The consequences of healthcare debt are often felt by patients facing cancer treatment, a long process that already places a complex physical and emotional burden on patients and their families. A new term for the financial burden created by medical debt has gained increasing parlance in the academic literature and the press: financial toxicity.
LUGPA believes that providers must act to address this growing problem or risk having legislative changes to control expenditures and modifying physician behavior thrust upon them. This Policy Brief examines the issue of financial toxicity, and possible reforms lawmakers and providers can consider to address the issue.

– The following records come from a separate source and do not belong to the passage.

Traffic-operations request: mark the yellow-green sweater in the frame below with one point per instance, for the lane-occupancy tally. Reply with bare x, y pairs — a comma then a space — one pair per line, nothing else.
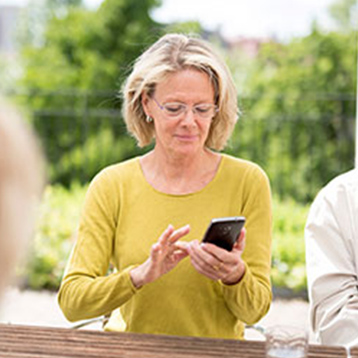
123, 216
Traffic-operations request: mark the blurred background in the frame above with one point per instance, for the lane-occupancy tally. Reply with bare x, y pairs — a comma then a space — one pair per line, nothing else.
294, 65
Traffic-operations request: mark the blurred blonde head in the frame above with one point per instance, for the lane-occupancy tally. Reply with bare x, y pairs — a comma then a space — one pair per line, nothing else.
21, 184
170, 54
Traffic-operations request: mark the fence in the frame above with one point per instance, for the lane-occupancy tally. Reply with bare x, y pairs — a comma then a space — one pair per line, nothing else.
83, 132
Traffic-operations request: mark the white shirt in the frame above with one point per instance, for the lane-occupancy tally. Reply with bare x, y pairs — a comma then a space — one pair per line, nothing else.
331, 236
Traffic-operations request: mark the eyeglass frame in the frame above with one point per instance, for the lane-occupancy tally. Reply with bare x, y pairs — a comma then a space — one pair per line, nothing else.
186, 108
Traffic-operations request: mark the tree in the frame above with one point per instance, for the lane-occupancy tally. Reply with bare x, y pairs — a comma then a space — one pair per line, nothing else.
299, 110
72, 78
345, 14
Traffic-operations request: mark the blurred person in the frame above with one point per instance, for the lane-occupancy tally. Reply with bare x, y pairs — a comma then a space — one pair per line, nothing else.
331, 235
147, 215
21, 184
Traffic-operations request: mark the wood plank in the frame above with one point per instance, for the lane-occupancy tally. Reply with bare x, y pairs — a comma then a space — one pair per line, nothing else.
44, 342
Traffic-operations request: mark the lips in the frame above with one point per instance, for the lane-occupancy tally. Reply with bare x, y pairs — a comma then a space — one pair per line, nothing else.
187, 137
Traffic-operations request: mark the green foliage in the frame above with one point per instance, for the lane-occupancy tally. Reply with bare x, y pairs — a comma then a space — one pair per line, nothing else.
288, 247
298, 112
73, 75
58, 220
54, 236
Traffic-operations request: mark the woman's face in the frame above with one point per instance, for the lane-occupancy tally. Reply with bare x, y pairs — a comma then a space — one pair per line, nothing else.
186, 133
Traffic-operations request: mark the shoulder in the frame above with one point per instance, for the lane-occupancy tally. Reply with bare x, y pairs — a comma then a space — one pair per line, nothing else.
339, 194
342, 185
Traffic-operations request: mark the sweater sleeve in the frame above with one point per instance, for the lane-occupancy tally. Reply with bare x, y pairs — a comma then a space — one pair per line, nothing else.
250, 299
86, 290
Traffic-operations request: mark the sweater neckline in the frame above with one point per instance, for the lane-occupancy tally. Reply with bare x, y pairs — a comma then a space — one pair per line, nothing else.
205, 188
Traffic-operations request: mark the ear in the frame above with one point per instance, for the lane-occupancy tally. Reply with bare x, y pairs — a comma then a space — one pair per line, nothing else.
145, 104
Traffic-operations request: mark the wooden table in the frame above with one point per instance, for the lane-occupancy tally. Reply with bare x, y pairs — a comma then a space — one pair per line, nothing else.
43, 342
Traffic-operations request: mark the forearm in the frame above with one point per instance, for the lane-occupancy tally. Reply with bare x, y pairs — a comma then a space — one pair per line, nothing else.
83, 297
334, 309
250, 299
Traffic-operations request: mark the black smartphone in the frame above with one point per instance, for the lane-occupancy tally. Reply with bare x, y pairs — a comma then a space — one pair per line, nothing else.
224, 232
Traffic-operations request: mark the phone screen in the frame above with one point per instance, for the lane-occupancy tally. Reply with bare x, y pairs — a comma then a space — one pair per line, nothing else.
224, 232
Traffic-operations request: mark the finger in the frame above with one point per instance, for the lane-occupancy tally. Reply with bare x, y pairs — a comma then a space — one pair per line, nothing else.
179, 255
179, 233
240, 243
155, 252
219, 253
207, 262
206, 271
181, 245
164, 237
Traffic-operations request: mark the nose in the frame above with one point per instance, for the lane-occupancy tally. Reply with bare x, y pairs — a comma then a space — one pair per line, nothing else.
189, 116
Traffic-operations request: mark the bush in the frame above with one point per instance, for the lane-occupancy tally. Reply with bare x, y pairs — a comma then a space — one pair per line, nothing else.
58, 219
288, 249
54, 237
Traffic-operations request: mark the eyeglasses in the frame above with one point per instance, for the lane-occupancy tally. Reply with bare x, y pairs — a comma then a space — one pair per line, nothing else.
175, 109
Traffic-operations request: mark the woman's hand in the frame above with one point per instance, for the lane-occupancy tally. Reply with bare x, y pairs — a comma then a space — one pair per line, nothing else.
217, 263
164, 256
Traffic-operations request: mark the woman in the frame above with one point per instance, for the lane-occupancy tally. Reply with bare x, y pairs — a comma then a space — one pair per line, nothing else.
148, 215
21, 185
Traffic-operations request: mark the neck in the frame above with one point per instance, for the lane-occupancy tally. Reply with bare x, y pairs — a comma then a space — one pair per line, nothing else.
180, 174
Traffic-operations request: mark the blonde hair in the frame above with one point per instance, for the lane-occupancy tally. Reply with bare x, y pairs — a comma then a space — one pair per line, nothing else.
21, 183
170, 54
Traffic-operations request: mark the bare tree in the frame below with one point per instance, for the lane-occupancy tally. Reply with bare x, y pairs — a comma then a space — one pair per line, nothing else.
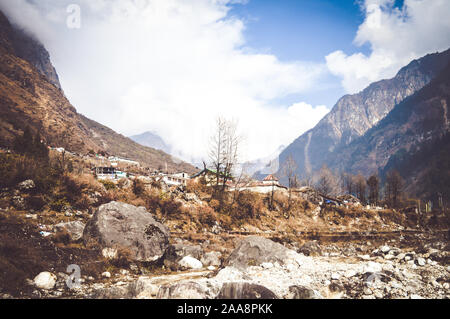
348, 183
374, 189
394, 184
223, 153
289, 170
327, 183
360, 188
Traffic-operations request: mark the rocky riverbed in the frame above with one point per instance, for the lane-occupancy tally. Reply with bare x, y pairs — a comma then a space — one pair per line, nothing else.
146, 265
260, 268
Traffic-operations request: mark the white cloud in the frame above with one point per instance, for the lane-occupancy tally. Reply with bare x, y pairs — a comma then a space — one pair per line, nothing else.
172, 66
396, 36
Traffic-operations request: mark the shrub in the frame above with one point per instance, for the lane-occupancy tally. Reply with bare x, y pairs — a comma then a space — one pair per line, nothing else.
138, 187
109, 185
36, 202
59, 204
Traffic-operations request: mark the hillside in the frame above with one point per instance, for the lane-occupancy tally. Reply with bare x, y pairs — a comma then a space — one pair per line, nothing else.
413, 139
151, 139
354, 115
30, 96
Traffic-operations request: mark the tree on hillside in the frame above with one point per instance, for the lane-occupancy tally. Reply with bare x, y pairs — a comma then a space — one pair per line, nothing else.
30, 145
394, 184
348, 183
327, 183
374, 189
360, 188
223, 153
289, 170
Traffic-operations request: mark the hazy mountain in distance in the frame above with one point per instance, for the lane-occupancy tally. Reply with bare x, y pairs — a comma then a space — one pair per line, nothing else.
151, 139
414, 139
353, 115
30, 95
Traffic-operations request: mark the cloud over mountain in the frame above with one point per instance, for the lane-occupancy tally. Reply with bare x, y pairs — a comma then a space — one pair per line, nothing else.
396, 35
172, 66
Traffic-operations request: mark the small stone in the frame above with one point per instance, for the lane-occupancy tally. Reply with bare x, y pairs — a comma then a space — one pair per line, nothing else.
45, 280
378, 295
267, 265
350, 273
190, 263
335, 276
385, 249
421, 261
401, 256
368, 291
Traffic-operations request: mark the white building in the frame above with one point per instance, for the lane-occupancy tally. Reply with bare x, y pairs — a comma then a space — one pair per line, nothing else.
177, 179
269, 184
117, 160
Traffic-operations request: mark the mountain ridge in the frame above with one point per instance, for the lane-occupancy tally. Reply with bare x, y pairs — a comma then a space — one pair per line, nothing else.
28, 97
353, 115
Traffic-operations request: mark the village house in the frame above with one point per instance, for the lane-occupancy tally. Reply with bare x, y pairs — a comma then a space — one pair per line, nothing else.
177, 179
210, 175
115, 160
108, 173
269, 184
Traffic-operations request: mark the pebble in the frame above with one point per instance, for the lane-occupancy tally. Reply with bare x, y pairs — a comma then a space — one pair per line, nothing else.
421, 261
335, 276
106, 274
385, 249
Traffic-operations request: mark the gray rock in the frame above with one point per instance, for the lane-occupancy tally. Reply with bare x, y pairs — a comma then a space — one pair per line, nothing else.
211, 259
45, 280
26, 185
120, 225
421, 261
310, 248
254, 250
301, 292
244, 290
75, 229
114, 292
176, 252
189, 262
182, 250
185, 290
18, 202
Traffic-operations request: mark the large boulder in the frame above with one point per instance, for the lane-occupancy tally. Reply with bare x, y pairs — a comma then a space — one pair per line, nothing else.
211, 259
175, 253
310, 248
244, 290
189, 262
75, 229
254, 251
183, 290
301, 292
45, 280
119, 225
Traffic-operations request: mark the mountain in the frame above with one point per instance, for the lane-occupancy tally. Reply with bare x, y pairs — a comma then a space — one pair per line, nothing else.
30, 95
353, 115
152, 140
262, 167
414, 138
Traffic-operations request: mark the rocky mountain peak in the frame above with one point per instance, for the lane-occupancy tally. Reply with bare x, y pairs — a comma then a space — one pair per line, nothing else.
353, 115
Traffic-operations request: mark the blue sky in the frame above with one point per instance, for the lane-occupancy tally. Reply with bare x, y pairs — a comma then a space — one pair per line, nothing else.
306, 30
277, 67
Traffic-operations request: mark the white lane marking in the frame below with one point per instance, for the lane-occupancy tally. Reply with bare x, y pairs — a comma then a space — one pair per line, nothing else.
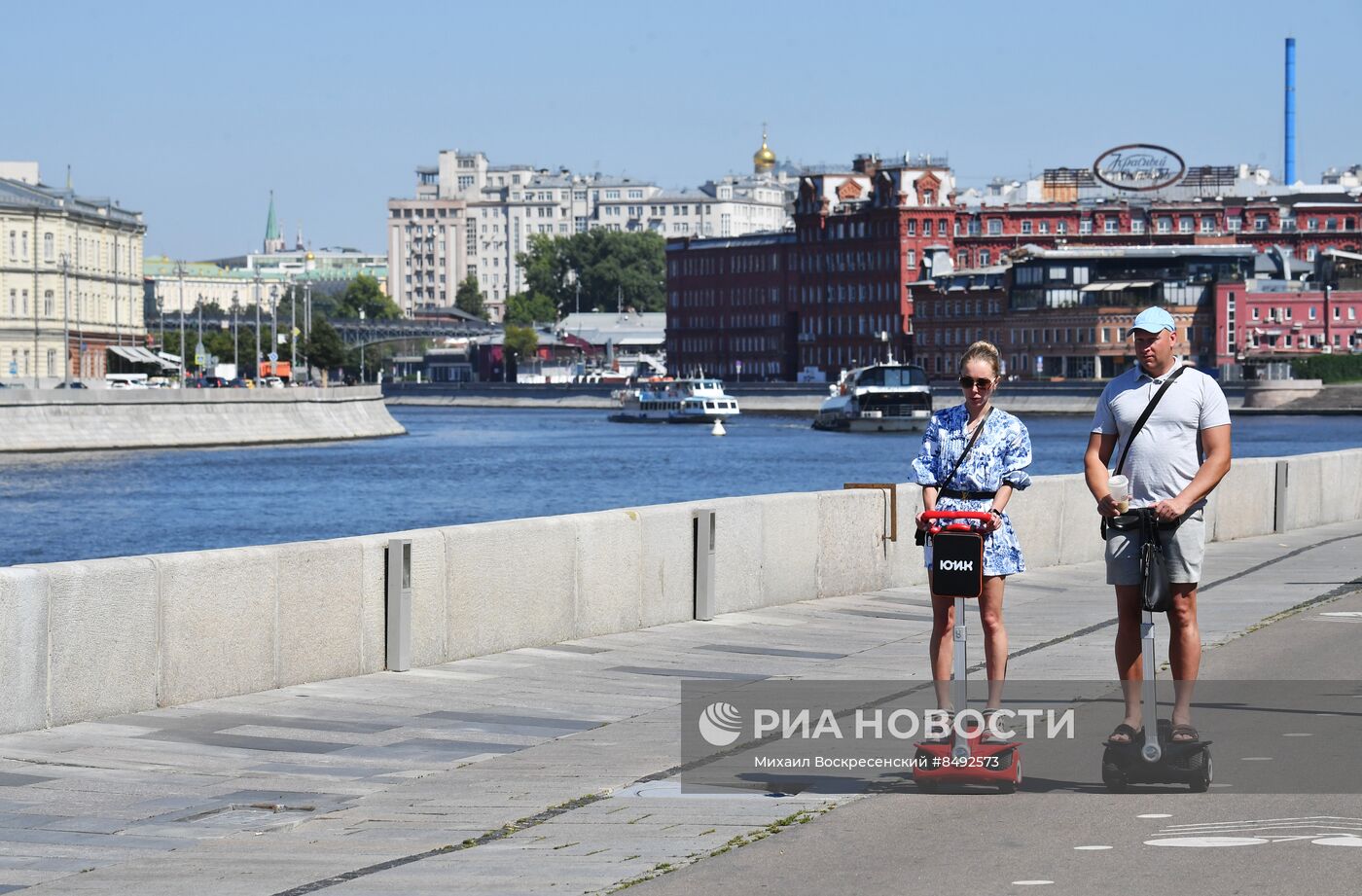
1347, 839
1207, 842
1216, 824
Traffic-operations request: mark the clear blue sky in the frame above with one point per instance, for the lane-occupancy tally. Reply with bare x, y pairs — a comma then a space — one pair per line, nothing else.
193, 112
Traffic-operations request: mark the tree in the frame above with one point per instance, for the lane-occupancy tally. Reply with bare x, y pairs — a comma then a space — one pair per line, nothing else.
530, 308
520, 342
363, 293
612, 268
470, 299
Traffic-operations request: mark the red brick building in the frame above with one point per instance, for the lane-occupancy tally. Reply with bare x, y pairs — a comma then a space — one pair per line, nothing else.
821, 297
835, 292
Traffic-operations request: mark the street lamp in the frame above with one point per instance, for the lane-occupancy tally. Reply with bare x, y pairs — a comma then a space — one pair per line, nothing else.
274, 327
65, 323
255, 375
235, 347
293, 331
180, 271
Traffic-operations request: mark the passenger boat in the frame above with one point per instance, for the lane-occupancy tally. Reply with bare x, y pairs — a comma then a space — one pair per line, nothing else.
882, 398
666, 401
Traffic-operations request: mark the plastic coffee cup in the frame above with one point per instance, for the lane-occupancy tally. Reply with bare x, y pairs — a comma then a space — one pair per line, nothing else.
1120, 489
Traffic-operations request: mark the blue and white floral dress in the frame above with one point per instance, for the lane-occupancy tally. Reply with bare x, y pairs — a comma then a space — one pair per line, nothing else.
998, 457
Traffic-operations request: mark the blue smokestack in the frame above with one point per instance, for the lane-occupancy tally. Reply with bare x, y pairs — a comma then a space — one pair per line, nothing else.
1290, 111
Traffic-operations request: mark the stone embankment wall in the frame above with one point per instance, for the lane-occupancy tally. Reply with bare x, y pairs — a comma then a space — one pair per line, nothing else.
90, 419
91, 639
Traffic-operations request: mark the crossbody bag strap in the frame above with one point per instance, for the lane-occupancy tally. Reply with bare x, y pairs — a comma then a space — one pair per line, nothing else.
966, 452
1144, 417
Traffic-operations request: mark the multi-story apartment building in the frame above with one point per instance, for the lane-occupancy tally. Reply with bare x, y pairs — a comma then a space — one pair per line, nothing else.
70, 279
474, 218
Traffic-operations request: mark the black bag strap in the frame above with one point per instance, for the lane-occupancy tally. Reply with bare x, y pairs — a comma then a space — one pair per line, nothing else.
966, 452
1144, 417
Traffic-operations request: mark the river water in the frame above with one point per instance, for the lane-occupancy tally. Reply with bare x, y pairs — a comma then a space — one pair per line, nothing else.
476, 464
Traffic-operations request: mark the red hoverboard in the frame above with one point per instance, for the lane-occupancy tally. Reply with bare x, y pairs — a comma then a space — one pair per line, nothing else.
963, 757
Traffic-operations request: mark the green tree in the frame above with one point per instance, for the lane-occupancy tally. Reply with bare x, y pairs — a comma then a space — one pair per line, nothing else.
470, 299
520, 342
526, 309
363, 293
612, 268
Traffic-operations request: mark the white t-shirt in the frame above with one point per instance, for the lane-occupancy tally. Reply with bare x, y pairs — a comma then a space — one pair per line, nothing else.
1165, 456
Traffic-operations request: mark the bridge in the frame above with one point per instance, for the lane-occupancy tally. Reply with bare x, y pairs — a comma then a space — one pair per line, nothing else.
353, 333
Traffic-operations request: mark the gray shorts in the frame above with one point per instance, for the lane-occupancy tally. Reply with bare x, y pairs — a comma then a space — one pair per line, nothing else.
1184, 549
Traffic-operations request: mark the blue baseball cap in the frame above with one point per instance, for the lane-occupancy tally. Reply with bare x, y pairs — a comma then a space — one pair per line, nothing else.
1154, 320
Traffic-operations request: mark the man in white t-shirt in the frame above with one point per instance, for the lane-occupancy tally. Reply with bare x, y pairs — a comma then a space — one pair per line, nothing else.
1166, 470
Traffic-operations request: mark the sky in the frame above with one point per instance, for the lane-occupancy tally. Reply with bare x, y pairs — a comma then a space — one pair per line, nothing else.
194, 112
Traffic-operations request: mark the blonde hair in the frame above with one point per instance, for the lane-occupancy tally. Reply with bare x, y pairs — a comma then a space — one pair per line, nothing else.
983, 351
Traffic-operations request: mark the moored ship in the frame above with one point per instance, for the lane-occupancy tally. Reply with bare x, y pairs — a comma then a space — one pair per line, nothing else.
695, 401
882, 398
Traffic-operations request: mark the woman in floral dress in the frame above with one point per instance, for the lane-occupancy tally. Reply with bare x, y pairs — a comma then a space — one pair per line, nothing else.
985, 483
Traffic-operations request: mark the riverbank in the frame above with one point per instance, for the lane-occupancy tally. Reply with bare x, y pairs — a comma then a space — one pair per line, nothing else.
99, 419
803, 399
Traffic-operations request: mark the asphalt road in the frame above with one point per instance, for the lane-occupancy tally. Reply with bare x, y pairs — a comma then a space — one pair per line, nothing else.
1080, 839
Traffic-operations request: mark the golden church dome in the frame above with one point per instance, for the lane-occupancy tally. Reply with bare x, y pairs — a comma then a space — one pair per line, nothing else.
763, 160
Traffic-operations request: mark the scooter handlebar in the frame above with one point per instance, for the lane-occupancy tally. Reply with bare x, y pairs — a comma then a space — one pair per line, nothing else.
956, 515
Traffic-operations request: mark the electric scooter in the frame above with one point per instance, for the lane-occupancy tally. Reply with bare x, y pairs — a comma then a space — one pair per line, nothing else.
962, 757
1154, 757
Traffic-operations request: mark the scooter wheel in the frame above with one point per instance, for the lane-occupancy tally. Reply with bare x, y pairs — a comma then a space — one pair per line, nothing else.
1201, 782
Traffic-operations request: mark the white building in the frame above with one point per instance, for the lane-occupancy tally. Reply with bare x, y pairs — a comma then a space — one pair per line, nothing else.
68, 265
474, 218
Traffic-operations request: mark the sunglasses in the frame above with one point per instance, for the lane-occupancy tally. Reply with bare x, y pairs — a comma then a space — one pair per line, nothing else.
969, 381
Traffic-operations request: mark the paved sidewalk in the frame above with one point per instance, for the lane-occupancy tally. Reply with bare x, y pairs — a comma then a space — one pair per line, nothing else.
534, 771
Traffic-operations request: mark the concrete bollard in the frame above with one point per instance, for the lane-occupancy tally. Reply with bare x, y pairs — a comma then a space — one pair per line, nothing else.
1283, 480
399, 605
703, 546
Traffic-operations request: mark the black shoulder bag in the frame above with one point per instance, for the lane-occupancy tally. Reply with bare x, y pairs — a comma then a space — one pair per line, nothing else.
919, 539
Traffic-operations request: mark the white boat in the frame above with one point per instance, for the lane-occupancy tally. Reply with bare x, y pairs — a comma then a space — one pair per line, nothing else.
663, 401
882, 398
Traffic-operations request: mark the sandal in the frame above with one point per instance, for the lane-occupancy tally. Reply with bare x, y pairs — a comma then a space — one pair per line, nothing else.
1182, 735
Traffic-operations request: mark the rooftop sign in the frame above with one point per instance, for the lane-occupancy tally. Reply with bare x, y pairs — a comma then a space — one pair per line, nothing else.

Senators Taking a Closer Look at the 340B Program
In late June, a bipartisan group of Senators sent a letter to stakeholders seeking feedback on ways to improve the 340B program. In the letter, the senators request input on bipartisan policy solutions that would create improved stability and transparency in the 340B program, allowing it to achieve its original intent of supporting entities serving eligible patients. A copy of the letter is available here: https://www.capito.senate.gov/download/06-16-2023-340b-letter.
340B is one of LUGPA’s top legislative policy priorities. We will monitor this group’s efforts and respond when appropriate.
LUGPA Works with ZERO Prostate on California Screening Legislation
In June, LUGPA began a new collaboration with ZERO Prostate Cancer on advocacy and health care policy. We posted a news story on ZERO’s PSA Screening for HIM on the LUGPA website, and we are now working with ZERO to sign on to new Texas and California screening legislation. The California bill has unanimously advanced out of its initial committee, the Senate Health Committee.